Oumar Bah

Personal information
- Full name: Oumar Bah
- Date of birth: 5 January 1995 (age 31)
- Place of birth: Conakry, Guinea
- Height: 1.90 m (6 ft 3 in)
- Position: Centre-back

Team information
- Current team: Persijap Jepara

Senior career*
- Years: Team / Apps / (Gls)
- 2018–2019: CE Europa / 27 / (3)
- 2019–2021: Sant Andreu / 33 / (1)
- 2021: Hapoel Nof HaGalil / 4 / (0)
- 2021–2023: Granollers / 24 / (5)
- 2023: L'Hospitalet / 3 / (0)
- 2024: Grama / 16 / (0)
- 2024–2025: Vilassar de Mar / 16 / (0)
- 2026: Kerala Blasters / 3 / (0)
- 2026–: Persijap Jepara / 0 / (0)

= Oumar Bah =

Guinean footballer (born 1995)

Oumar Bah (born 5 January 1995) is a Guinean professional footballer who plays as a centre-back for Super League club Persijap Jepara.

== Club career ==
=== Early career and Europe ===
Bah spent the early phases of his senior career operating in the lower divisions of Spanish football, including developmental spells with clubs such as CE Europa and Sant Andreu.
For the 2021 season, he moved to Israel to sign with Liga Leumit side Hapoel Nof HaGalil. He registered 4 league appearances in the Israeli second tier, logging 113 total minutes on the pitch before his departure. In October 2021, Granollers announced an agreement to sign Bah. On 22 November 2021, Bah scored a hat-trick in a 4–3 victory against Castelldefels.

In 2023, L'Hospitalet confirmed the signing of a new player for its first team, Bah, he previously played for Granollers. After a brief stint with the club, Bah officially left in December 2023, having made only three appearances; the following year, he joined Grama.

=== Kerala Blasters ===
On 31 January 2026, Bah signed a short-term professional contract with Indian Super League club Kerala Blasters to reinforce their defensive depth for the remainder of the season.

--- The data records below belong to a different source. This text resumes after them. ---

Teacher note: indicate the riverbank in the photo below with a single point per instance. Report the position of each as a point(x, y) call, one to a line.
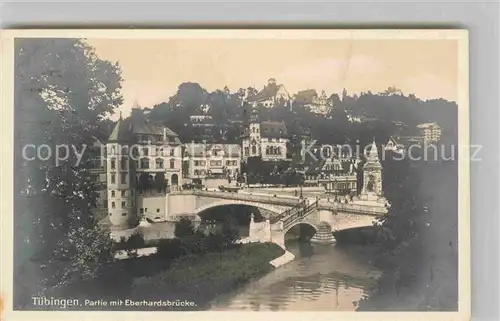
point(431, 259)
point(200, 278)
point(194, 280)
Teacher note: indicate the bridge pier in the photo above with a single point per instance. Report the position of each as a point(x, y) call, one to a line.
point(324, 234)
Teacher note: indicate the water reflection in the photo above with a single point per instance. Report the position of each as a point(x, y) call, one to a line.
point(322, 278)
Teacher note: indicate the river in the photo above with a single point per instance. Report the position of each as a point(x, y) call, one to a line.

During the 2025–26 Indian Super League campaign, he made three starting appearances, recording a full 90-minute display against Mumbai City and featuring in a fixture against Inter Kashi.

=== Persijap Jepara ===
Following his stint in India, Bah completed a transfer to Southeast Asia. On 15 August 2026, he was officially announced as a new signing for Indonesian Super League side Persijap Jepara under manager Juan Cortes. He joined the team alongside fellow newly recruited defenders to anchor the backline for the upcoming 2026–27 Super League season.